Nov 24, 2008

FOSS and the Software Industry

I read an article on Slashdot about how open source is slowly eroding a lot of the commercial applications out there. This isn't really anything new, it's been happening for years. However it seems like the quality of open-source is continually getting better and it's just a matter of time before it becomes "good enough" for other people to want to use it over the proprietary equivalents. Even the Economist thinks that open-source is going to be bigger - not that we really needed them to tell us it was, we knew it already.

I'm not trying to say open-source will eventually wipe out the market for proprietary software. Here's what I think will happen.
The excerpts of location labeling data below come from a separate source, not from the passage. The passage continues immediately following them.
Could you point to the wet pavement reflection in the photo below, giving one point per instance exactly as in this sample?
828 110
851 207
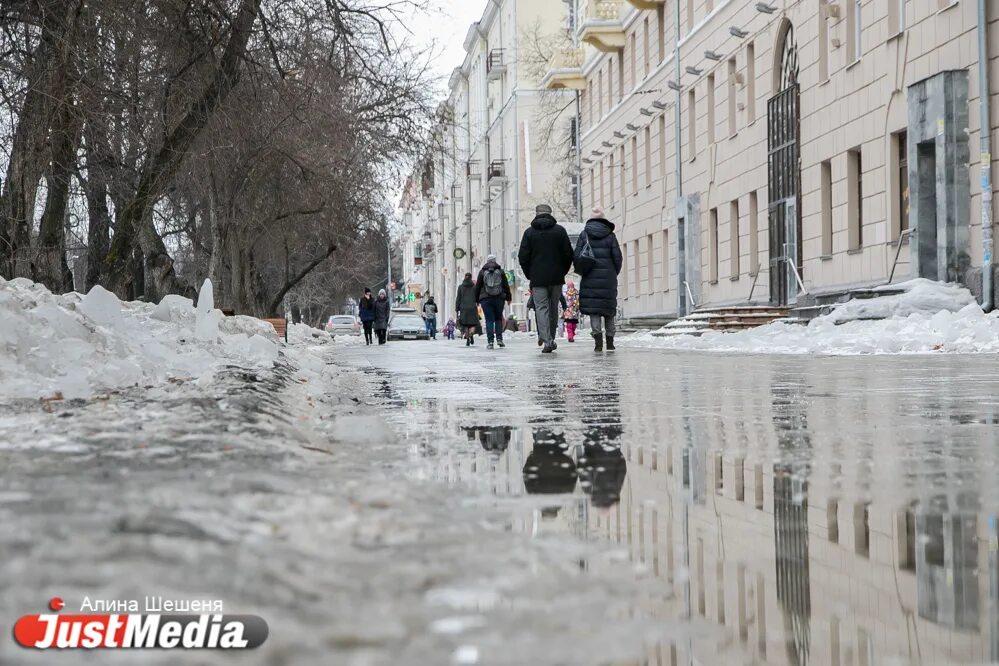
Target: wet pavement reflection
804 511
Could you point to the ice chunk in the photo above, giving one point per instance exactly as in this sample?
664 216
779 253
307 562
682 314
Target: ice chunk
101 307
206 328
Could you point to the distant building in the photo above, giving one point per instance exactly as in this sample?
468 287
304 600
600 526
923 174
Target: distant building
810 137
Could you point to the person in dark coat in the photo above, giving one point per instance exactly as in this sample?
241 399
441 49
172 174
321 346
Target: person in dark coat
546 256
492 290
383 311
598 288
366 312
467 307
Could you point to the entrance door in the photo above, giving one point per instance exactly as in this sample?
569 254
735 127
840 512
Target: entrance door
784 172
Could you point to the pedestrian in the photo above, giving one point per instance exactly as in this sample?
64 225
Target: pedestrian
546 257
598 288
430 317
570 315
366 311
467 308
492 290
383 310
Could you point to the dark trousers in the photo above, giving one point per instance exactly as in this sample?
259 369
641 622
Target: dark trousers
492 308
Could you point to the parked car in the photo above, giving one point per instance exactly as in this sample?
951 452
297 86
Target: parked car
343 325
407 326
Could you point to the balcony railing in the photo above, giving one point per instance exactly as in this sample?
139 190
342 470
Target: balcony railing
565 70
602 27
495 65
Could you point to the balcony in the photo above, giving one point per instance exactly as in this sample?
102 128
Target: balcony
602 27
565 70
495 65
497 172
647 4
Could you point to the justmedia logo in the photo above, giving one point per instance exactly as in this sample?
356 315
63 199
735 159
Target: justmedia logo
134 631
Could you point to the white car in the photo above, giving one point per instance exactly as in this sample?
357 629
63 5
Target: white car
343 325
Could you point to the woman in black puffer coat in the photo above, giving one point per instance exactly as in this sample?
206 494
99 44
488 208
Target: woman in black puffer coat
598 288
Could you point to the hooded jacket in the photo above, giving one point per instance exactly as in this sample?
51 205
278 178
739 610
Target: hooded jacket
545 252
467 305
598 288
480 284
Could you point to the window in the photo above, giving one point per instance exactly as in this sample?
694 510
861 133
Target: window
650 262
733 89
648 156
855 210
692 124
823 41
896 17
713 246
825 193
622 174
664 264
662 146
900 184
661 31
711 109
646 48
634 164
854 30
733 243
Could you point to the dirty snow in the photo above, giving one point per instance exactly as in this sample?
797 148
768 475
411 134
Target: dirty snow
930 317
76 346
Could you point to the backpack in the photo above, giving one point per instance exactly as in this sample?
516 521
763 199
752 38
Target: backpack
585 260
492 282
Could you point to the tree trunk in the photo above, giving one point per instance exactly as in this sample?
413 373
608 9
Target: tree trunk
134 225
51 265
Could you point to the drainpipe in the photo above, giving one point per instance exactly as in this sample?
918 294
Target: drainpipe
985 115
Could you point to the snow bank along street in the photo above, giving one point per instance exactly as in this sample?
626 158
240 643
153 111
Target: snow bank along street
165 451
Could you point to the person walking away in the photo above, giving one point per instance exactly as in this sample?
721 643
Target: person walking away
492 290
366 312
467 308
546 257
430 317
598 288
383 310
570 315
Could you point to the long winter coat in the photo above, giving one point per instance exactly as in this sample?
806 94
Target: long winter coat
598 288
383 311
366 309
545 252
467 305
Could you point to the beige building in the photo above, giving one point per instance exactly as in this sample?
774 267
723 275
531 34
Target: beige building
756 151
489 166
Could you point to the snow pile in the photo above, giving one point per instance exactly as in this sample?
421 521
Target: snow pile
928 318
920 296
74 346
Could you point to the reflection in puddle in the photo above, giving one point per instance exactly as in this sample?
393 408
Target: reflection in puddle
812 511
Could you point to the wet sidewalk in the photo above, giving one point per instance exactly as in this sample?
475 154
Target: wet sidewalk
797 510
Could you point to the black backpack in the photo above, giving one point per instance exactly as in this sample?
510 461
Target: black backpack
492 282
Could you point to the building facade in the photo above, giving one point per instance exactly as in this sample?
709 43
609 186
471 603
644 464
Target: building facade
756 152
489 164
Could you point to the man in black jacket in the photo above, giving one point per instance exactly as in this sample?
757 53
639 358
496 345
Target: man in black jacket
546 257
Anything that's fun or interesting to code will eventually be taken over by open-source. These are things that programmers such as myself would not mind doing in our free time as one of those things, you know... what are they called? Oh right, a hobby. Like how some people spend tons of time building model trains or burning wood, we sit at our computers and churn out code that does cool stuff - well some people do, I tend to do more experimentation with random things and blog about them.

So what does that mean for professional software developers? Probably that demand for us will shrink. People won't need us to develop their software, since there are open-source versions that are as good as whatever we'll put out. People will still need custom-made software, or they won't want to comply with the GPL, or will want to make games (note to self: write about how the open-source development model doesn't really fit gaming), or whatever. There will still be jobs for us.
What I'm worried about is that most of the interesting jobs will be gone. We'll all be stuck either working for slave shops, fancy new web 2.x startup ideas, or content-management systems. Or things like that.
So I'll stop and make a confession here. I'm going to school. Not in anything really related to computers. I've been doing classes on and off since I graduated, but I'm starting to look into it more seriously. My rationale is this: I enjoy programming, but there is such thing as too much of something you enjoy, and it makes you not enjoy it any more. Therefore, I want to work in something else I enjoy, and then come home and mess around with software. Much more fun that way.

2 comments:

camperbot said...

5% of software is packaged applications. The rest is written in house somewhere. That won't change.

If anything, in house and contract programmers will be in even shorter supply in the future.

Anonymous said...

Actually I would have to agree. FOSS has changed the software landscape forever. Several weeks ago, I was thinking of creating an ERP System for FOSS. Looked it up on Sourceforge and found out that a couple already exist. Then I thought about a package to display custom reports. Too late, already been done. As much as I'd hate to admit it, I think that the ultimate goal of all programmers is to eliminate all need from custom programming.

The barrier of entry in this business is almost completely gone.